On the field, Votto has enjoyed a resurgent season. He entered Friday’s game with 33 home runs and 92 RBIs -- numbers he hadn’t previously approached since 2017. In July, he set a franchise record with a homer in seven consecutive games, one shy of tying the Major League record.

“It seemed that he was finding joy and meaning here that hopefully did play a part in what was going on with not only his incredible season but also the home run streak,” Frank said.

While Votto was on the injured list with a fractured left thumb in May, he spent extra time working with and advising the 13U team.

“This year, he has seemingly stepped into [it] a bit more -- especially in the month of May, when he was on the injured list,” Frank said. “I think it kind of got him re-energized here at the Youth Academy. The Children’s Hospital visits, the support of the Freestore Foodbank, there are so many things he has done consistently and thoughtfully over the years. I do feel as he enters the final handful of years of his contract, he is thinking more along the lines of a legacy. But in terms of his day-to-day drive to impact others, that really hasn’t wavered over the years.”

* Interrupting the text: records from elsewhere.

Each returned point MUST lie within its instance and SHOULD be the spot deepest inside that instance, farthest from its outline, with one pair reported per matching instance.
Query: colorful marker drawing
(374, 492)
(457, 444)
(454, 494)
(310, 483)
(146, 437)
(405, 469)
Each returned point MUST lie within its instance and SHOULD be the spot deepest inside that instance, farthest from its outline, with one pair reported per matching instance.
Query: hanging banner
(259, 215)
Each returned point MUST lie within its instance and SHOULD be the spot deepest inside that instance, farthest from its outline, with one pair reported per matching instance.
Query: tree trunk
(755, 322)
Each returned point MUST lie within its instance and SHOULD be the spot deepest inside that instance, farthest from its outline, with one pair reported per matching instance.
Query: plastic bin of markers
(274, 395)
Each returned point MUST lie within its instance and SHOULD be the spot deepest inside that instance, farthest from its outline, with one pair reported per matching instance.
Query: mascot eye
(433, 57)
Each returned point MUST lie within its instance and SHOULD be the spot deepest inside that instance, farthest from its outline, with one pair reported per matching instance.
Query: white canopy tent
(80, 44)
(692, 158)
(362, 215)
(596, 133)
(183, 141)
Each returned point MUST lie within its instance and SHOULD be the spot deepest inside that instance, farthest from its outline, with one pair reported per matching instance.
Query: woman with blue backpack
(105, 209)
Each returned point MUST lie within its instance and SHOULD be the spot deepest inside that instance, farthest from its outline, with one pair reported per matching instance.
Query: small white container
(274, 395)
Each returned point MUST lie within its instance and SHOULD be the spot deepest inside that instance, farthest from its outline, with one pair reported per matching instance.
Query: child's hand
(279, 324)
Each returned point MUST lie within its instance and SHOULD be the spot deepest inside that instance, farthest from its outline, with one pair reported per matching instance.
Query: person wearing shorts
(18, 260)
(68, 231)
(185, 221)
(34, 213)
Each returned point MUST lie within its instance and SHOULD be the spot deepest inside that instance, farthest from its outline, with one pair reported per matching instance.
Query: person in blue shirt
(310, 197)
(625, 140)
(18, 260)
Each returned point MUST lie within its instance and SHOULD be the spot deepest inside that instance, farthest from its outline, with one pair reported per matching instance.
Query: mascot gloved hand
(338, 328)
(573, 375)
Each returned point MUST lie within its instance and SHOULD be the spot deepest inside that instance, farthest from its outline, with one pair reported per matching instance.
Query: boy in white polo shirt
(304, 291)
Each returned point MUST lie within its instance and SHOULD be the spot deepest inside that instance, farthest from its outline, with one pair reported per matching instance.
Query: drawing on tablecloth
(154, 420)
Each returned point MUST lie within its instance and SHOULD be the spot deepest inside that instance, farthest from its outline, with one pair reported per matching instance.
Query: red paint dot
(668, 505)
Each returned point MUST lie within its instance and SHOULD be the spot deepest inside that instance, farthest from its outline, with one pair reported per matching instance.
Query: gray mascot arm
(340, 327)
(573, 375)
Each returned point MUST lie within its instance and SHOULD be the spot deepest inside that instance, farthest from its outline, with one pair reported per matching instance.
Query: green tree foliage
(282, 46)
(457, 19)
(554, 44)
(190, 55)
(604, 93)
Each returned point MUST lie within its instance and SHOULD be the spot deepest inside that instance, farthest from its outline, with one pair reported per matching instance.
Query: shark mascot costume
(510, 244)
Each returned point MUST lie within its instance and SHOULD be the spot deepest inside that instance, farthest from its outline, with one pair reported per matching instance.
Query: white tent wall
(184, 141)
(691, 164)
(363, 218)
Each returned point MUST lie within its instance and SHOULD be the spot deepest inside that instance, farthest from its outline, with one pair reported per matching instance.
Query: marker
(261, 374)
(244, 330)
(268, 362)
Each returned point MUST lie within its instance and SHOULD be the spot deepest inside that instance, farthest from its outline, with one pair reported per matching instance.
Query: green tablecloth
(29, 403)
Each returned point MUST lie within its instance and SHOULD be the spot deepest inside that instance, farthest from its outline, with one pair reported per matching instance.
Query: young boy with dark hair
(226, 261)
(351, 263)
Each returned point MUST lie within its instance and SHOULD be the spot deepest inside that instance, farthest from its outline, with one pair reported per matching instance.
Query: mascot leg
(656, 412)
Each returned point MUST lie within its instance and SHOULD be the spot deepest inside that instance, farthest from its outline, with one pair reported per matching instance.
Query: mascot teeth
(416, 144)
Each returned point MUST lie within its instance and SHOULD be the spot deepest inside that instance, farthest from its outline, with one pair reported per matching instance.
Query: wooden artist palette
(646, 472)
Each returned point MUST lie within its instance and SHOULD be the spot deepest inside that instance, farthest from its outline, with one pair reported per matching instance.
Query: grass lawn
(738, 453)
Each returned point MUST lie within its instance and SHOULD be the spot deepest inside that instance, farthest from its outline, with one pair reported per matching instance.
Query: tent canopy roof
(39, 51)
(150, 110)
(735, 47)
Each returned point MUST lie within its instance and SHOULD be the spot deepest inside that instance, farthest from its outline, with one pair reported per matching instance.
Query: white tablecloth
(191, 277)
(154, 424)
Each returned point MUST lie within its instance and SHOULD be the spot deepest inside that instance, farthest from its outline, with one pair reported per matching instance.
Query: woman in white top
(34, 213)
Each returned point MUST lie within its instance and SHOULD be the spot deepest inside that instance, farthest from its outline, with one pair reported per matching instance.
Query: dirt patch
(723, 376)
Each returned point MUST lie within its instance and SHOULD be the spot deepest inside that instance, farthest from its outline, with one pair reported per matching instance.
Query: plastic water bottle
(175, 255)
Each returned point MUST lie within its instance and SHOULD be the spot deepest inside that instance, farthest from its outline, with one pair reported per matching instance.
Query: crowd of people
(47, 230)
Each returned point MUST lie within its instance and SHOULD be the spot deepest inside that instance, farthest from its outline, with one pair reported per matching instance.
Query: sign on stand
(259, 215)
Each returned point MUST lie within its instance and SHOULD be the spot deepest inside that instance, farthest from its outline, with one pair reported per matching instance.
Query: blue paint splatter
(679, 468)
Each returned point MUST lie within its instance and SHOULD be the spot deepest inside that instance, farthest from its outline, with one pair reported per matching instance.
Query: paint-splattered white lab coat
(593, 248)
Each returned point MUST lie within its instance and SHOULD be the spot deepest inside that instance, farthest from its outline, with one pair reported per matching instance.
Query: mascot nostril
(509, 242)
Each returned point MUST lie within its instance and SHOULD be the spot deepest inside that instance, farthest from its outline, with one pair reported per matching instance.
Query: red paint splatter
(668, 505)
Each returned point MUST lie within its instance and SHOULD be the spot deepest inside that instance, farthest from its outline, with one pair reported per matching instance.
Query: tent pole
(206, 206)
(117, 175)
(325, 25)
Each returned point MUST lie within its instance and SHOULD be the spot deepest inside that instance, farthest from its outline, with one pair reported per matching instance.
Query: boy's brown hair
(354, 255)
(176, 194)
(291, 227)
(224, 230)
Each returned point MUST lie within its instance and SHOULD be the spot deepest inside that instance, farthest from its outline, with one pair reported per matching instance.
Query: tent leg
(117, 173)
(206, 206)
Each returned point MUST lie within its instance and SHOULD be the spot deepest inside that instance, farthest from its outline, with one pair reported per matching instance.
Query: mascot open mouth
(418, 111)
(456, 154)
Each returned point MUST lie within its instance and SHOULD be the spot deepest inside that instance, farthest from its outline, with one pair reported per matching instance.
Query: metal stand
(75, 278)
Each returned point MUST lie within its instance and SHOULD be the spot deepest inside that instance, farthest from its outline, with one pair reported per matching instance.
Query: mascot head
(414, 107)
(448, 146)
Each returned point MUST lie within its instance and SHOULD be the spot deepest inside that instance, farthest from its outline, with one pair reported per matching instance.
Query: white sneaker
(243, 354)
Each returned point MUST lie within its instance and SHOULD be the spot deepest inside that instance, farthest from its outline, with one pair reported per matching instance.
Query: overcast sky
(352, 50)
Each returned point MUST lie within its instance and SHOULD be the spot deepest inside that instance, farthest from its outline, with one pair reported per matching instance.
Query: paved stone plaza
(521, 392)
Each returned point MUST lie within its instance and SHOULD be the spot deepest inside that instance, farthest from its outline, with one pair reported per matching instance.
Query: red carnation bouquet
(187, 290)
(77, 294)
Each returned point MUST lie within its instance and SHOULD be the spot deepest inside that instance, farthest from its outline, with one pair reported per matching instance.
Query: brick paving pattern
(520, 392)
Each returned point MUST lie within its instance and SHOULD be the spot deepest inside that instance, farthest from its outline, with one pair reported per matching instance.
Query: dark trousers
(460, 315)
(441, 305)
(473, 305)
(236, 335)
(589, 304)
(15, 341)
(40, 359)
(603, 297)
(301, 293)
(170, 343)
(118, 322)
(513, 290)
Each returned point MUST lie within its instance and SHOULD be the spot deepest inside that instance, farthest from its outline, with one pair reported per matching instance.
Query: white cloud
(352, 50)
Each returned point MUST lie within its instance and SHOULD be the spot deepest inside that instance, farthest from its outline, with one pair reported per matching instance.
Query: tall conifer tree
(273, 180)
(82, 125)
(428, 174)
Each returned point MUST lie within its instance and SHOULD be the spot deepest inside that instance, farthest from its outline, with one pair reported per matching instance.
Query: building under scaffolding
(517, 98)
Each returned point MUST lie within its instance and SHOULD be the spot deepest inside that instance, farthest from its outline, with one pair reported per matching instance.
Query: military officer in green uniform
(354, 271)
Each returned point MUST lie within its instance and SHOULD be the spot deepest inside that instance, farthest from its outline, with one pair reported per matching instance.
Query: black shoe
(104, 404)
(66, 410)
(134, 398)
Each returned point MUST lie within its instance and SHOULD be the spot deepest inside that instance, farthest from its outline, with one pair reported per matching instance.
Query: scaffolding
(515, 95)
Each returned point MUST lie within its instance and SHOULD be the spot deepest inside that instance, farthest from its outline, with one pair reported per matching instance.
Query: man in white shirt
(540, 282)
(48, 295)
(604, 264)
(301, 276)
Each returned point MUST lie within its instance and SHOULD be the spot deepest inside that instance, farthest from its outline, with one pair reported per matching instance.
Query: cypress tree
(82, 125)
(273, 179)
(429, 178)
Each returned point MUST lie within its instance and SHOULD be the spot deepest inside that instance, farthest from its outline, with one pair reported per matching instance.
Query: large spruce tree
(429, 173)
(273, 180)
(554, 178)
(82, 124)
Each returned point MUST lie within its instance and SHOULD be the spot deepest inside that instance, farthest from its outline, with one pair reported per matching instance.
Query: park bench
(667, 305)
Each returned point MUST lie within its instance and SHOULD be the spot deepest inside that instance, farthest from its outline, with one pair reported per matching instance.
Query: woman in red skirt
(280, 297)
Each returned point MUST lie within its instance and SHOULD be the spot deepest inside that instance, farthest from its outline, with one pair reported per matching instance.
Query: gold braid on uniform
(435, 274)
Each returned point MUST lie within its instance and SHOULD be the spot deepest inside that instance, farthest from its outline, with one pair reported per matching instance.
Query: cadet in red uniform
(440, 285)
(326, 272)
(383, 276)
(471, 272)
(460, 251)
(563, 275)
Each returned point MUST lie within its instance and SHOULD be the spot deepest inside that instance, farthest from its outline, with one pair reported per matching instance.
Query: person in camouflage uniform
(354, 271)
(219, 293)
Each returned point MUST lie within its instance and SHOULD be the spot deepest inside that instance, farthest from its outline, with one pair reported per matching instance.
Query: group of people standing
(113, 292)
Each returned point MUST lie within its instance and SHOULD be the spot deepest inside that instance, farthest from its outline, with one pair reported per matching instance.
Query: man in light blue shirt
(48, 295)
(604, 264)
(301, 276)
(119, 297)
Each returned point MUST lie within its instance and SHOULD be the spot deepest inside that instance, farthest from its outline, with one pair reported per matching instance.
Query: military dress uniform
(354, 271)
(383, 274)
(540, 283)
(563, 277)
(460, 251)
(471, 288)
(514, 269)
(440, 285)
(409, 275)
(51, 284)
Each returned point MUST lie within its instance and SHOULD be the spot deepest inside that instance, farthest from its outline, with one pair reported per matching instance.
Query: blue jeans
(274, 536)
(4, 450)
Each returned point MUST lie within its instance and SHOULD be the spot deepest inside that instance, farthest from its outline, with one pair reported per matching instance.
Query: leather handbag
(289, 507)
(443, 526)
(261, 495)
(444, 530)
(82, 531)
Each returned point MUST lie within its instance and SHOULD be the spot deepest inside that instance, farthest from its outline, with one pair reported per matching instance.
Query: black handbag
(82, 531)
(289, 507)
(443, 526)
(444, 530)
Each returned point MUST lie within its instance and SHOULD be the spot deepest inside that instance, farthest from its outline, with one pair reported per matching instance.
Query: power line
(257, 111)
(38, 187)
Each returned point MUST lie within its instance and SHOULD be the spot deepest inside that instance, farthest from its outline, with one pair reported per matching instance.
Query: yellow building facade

The prize money that Votto receives for being nominated for the award -- $7,500 -- will be donated to the Freestore Foodbank.

Frank has noticed that when Votto visits the Academy, he tries to blend in as much as possible and not create too much of a buzz.

“He doesn’t want practice to stop so everyone can gather around him so he can speak and depart,” Frank said. “He’s come for entire practices -- a couple of hours at a time. He really rolls up his sleeves and jumps into whatever activity that’s going on.”